Why I love Anxiety from Inside Out 2!

* contains spoilers if you have not seen the film. 

In my opinion, Anxiety is not the villain of Inside Out 2. Anxiety is relatable. Anxiety is trying to protect Riley just as much as all the other emotions. Anxiety is a needed member of headquarters!

 Anxiety can be healthy. It is crucial that we have a little anxiety when crossing the road. This keeps us safe. Anxiety has the ability to save us when we wonder about eating an unknown plant in the forest. As long as anxiety remains a part of the healthy balanced team and doesn’t dominate headquarters, we benefit from having them on side. 

Anxiety says her job is to keep Riley safe by planning for the future. You will notice in the pillow fort scene before Riley’s big match, Anxiety demands all hands on deck to come up with every eventuality that could possibly happen so that she can be prepared and plan against it. To some extent a contingency plan can be useful, but to cover every eventuality is unrealistic, unhelpful, exhausting and unsustainable. This is where Anxiety dominating headquarters tips the balance and becomes unhealthy. 

I love the fact that the parts have to help each other. Once Anxiety is understood by Riley‘s other emotions, they realise that they can help. When Anxiety becomes overwhelmed, the others encourage her to relax, have a cup of tea, sit in a massage chair and light a candle. All parts need some self compassion from time to time and all parts need each other.

 Another moment I appreciated is when Joy casually says at the beginning of the movie to Sadness ‘where I go you go.’ This is a nod from the first movie where Joy has to learn that Sadness too is a part of Reilly‘s emotions and needed. When Riley‘s parents drive off after dropping her to camp, Joy lets Sadness take the controls and Riley begins to cry. There is a beautiful moment where Joy says that Sadness is the one that’s needed and can linger a little longer. This shows real maturity and that all the parts accept each other and know which emotion needs to be held and felt in that moment. 

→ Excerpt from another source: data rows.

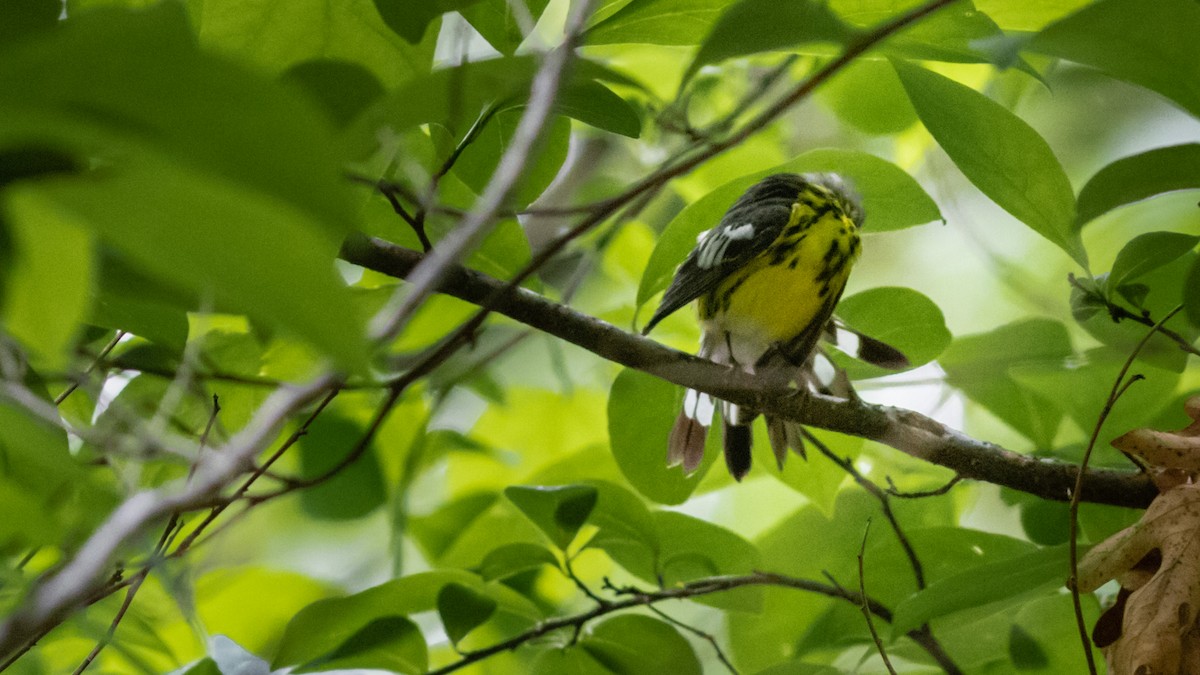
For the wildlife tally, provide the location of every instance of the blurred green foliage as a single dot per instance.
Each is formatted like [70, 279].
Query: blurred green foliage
[177, 179]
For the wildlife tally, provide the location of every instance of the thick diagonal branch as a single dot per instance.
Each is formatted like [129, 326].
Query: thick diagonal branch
[901, 429]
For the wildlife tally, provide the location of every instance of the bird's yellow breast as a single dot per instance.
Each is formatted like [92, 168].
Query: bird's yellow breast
[780, 292]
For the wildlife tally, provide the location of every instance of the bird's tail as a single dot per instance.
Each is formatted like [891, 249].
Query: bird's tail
[685, 446]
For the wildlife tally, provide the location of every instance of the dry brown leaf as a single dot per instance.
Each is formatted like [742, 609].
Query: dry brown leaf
[1159, 633]
[1175, 455]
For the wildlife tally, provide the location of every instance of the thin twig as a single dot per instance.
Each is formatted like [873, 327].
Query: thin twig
[216, 511]
[1119, 387]
[456, 244]
[905, 430]
[922, 494]
[862, 592]
[55, 596]
[703, 635]
[846, 465]
[132, 590]
[696, 589]
[1120, 314]
[441, 264]
[75, 383]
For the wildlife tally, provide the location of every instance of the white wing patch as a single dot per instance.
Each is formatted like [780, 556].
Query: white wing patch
[712, 249]
[741, 232]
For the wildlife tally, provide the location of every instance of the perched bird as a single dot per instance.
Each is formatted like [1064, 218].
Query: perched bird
[767, 279]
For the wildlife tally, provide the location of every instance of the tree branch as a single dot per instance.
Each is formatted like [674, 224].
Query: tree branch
[60, 593]
[905, 430]
[691, 590]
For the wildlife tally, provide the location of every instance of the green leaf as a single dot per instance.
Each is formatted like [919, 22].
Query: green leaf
[1080, 388]
[249, 252]
[252, 604]
[983, 584]
[341, 88]
[565, 662]
[1147, 252]
[353, 31]
[462, 610]
[631, 645]
[1192, 293]
[357, 489]
[869, 96]
[959, 34]
[1158, 290]
[243, 204]
[441, 529]
[1139, 177]
[478, 161]
[203, 667]
[559, 511]
[901, 317]
[123, 303]
[499, 24]
[411, 21]
[394, 644]
[22, 18]
[657, 22]
[625, 530]
[594, 103]
[978, 366]
[641, 411]
[515, 557]
[1001, 154]
[891, 198]
[1027, 16]
[48, 290]
[750, 27]
[455, 97]
[691, 549]
[1147, 43]
[34, 527]
[323, 626]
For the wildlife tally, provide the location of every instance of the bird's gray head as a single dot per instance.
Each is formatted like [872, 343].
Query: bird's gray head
[843, 191]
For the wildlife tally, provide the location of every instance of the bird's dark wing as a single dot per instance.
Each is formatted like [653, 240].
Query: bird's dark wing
[869, 350]
[747, 230]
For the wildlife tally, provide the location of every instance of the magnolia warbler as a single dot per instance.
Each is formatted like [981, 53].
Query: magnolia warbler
[767, 279]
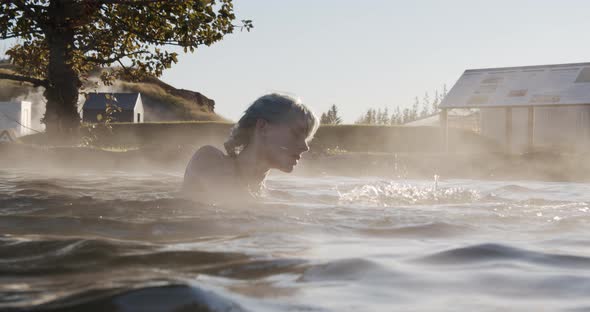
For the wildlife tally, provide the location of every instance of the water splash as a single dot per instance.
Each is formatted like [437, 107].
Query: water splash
[394, 193]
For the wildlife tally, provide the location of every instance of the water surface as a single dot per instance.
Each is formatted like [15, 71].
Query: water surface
[121, 241]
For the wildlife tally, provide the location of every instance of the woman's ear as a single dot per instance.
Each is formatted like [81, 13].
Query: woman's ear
[261, 126]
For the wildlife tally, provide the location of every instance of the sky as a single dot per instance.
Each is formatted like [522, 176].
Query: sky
[376, 53]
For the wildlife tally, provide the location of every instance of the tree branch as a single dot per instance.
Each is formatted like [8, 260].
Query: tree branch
[36, 82]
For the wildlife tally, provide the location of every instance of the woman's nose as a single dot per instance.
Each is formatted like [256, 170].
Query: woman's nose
[304, 147]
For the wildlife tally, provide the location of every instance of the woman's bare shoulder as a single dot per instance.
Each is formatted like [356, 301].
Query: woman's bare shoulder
[209, 153]
[208, 159]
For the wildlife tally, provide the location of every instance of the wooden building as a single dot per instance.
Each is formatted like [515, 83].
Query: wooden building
[529, 107]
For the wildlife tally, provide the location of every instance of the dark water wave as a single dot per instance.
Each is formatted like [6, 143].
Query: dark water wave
[121, 242]
[498, 252]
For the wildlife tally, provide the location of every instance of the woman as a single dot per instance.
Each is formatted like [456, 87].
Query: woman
[272, 134]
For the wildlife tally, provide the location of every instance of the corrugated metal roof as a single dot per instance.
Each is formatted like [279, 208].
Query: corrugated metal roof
[543, 85]
[97, 100]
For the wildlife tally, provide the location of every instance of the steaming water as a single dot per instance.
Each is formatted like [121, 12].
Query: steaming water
[122, 242]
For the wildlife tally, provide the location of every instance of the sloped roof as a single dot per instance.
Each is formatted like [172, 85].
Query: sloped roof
[97, 100]
[543, 85]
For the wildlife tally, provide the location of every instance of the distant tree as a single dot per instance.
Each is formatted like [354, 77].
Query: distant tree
[64, 40]
[396, 117]
[384, 120]
[324, 119]
[331, 117]
[406, 115]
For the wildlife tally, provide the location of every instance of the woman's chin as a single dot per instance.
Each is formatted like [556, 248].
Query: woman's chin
[286, 168]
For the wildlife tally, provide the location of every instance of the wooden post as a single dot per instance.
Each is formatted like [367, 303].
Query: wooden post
[444, 125]
[531, 129]
[508, 130]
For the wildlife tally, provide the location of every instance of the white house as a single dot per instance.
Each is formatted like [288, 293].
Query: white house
[16, 117]
[545, 106]
[130, 104]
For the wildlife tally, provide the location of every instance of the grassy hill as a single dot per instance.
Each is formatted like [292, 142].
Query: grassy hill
[162, 102]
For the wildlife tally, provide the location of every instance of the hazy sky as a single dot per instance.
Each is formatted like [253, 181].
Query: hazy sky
[377, 53]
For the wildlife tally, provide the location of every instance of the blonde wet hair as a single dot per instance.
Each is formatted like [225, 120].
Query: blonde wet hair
[274, 108]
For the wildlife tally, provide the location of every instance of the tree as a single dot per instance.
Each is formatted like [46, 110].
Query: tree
[332, 117]
[396, 117]
[62, 41]
[384, 120]
[435, 102]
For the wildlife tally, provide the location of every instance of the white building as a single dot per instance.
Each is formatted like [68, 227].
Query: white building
[544, 106]
[16, 116]
[130, 104]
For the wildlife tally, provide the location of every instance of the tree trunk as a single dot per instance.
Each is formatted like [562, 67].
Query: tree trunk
[62, 119]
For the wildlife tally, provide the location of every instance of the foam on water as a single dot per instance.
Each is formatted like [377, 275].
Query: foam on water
[124, 242]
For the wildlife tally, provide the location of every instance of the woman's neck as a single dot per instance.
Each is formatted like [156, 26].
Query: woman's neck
[252, 168]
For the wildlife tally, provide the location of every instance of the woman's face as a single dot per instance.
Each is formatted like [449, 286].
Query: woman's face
[284, 143]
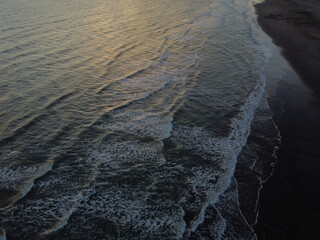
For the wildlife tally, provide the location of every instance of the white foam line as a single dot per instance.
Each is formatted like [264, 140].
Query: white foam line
[27, 188]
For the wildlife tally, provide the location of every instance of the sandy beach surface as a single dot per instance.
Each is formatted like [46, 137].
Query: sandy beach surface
[289, 204]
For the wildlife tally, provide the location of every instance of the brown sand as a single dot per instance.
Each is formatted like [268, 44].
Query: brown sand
[290, 202]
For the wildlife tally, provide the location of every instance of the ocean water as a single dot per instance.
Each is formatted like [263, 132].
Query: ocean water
[124, 119]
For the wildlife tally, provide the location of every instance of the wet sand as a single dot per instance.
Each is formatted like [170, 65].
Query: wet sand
[290, 200]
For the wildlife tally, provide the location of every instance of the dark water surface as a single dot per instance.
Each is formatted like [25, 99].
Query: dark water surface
[122, 119]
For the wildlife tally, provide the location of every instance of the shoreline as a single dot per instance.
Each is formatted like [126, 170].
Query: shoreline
[289, 206]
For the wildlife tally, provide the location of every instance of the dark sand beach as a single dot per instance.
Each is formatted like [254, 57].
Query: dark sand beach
[289, 204]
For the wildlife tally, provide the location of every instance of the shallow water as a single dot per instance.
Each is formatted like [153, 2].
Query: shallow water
[122, 119]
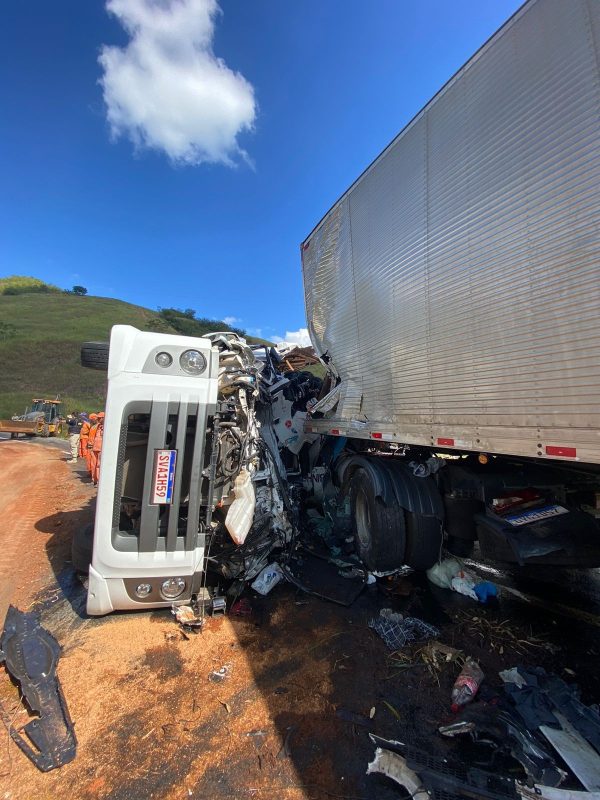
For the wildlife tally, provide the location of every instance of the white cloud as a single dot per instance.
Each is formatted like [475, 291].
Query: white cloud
[299, 337]
[166, 90]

My favourite part of the movie is towards the end when Joy gently highlights to Anxiety that the things she is worried about are not going to happen today and she cannot control the future; but Anxiety still has a valid job to do. Riley has a Spanish test the following day and it is Anxiety who is the only one that has remembered the things she needs to remember. It is Anxiety that has caused Riley to revise and study. This is a helpful part of the emotion. It is at this moment that all the emotions and Anxiety herself, realise her value and that she is an asset, not an emotion to be scared of and banished. In the words of Richard Schwartz all parts are welcome and wish to protect.**

** Schwartz, R. (2021) No Bad Parts. Colorado: Sounds True.